Bailey’s task is to consider not only where BC’s food comes from, but where the entire operation needs to go. Increasingly, he relies upon technological advances and data in his decision making, critical assets to have under his chef’s hat in a time of supply chain uncertainty. Perhaps the best example of these advances is on display at the Tully Family Cafe and Commons in BC’s new integrated science building, 245 Beacon Street, where students can now order from touchscreen kiosks in addition to their mobile device while enjoying convenient, contact-free pickup through smart lockers.
“The largest auditorium is right across the way so we know when our biggest hits are coming because students have learned they can place an order 10 minutes before class ends—presumably, they’re still paying attention—walk out, scan their phone on the locker, grab, and go,” says Bailey, who has a dashboard on his phone that he uses to track real-time data. “To have something available to them that is freshly made custom to their order and have it ready when they come out is a huge perk. And it’s a baby step to where we’re headed.”
Despite the bells and whistles that accompany the student dining experience in 2022—plus the disruption caused by food delivery services like Uber Eats, DoorDash, and more—Bailey knows that BC still has a secret weapon: the human touch.
“Boston College is like a small city where we’re all interconnected, and our number one mission is customer service,” says Bailey, a consummate team player who lights up when speaking about his staff. “It’s the simple things like checking in with students, keeping an eye out to see if someone looks like they’re struggling. We want them to think of us as more than just the people that are providing their food.”

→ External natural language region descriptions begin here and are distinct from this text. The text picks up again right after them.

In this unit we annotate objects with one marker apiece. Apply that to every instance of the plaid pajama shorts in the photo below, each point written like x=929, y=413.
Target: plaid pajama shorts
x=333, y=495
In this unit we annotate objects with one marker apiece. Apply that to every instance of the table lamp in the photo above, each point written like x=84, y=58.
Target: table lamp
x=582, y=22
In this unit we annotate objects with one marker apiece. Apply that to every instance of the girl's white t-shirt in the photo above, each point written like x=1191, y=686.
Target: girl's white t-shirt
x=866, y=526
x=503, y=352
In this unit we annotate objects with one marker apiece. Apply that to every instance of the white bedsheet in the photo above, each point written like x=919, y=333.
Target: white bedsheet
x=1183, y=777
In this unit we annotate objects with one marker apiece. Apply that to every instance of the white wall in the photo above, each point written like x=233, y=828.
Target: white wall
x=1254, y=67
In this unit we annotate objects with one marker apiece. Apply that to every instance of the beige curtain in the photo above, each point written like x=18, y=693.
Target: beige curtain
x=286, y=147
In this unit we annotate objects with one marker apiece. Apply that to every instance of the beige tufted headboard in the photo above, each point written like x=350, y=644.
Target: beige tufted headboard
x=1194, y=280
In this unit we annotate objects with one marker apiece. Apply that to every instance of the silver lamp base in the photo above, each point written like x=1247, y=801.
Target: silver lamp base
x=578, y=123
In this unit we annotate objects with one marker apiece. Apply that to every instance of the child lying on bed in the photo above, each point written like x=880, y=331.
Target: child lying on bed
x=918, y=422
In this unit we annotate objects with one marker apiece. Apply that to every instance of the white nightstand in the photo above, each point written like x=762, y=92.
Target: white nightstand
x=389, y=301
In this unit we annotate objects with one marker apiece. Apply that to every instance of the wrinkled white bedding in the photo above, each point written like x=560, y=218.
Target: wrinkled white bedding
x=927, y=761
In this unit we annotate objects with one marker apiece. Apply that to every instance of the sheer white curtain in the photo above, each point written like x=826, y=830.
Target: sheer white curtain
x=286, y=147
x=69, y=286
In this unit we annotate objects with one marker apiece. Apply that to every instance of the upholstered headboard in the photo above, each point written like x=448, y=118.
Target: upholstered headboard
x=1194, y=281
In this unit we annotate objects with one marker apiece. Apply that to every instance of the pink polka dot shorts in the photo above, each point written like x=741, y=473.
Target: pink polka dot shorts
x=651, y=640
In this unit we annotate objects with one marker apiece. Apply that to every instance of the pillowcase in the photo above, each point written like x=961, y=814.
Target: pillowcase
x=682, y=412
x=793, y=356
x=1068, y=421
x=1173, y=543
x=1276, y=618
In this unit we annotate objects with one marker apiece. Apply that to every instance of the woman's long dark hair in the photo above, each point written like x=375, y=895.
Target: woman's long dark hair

This approach is part and parcel of cura personalis, the Jesuit ideal that signals care for the whole person. Not only do Boston College students receive a formative education in the classroom, but they are impacted by their relationships everywhere at the Heights, even from those sources one might least expect.
Bailey tells the story of a former student-athlete who was overwhelmed with his practice and academic schedule and on the cusp of dropping out of school. The student sought out a Corcoran Commons cook with whom he was familiar, and the cook relayed a personal experience from his own life. After that relationship was formed, things turned around for the student.
“He didn’t feel like he needed a counselor, or to put himself in an uncomfortable position. He just needed someone to talk to,” Bailey says. “We might not be the first people you think of, but we’re available because we do feel like a part of that community.”
5 Interesting Things in Frank Bailey’s Office
SHOES. LOTS OF SHOES.
“I log around 20,000 steps a day, and a former employee taught me that changing your shoes mid-day helps with foot pain.”
“A print of The Angelus by Jean-François Millet reminds me that no matter how busy I may get, I should also take some time for reflection.”
PROOF IN THE PUDDING
“One of the items I am most proud of is a plaque from the Division of Student Affairs citing me as an “Outstanding Campus Partner.” It reminds me that with everything going on, the students and their campus experience is the most important thing.”
THE KNIFE SET
“This one is kind of obvious, but it is the single most important thing in my office for my line of work. My favorites are the Dalstrong Kiritsuke chef’s knife and the Victorinox 8-inch chef’s knife.”
“Every chef has at least one Sharpie on them at all times—it is sometimes the only thing that will work. Also, I always need to have a notebook and this exact pen at the ready.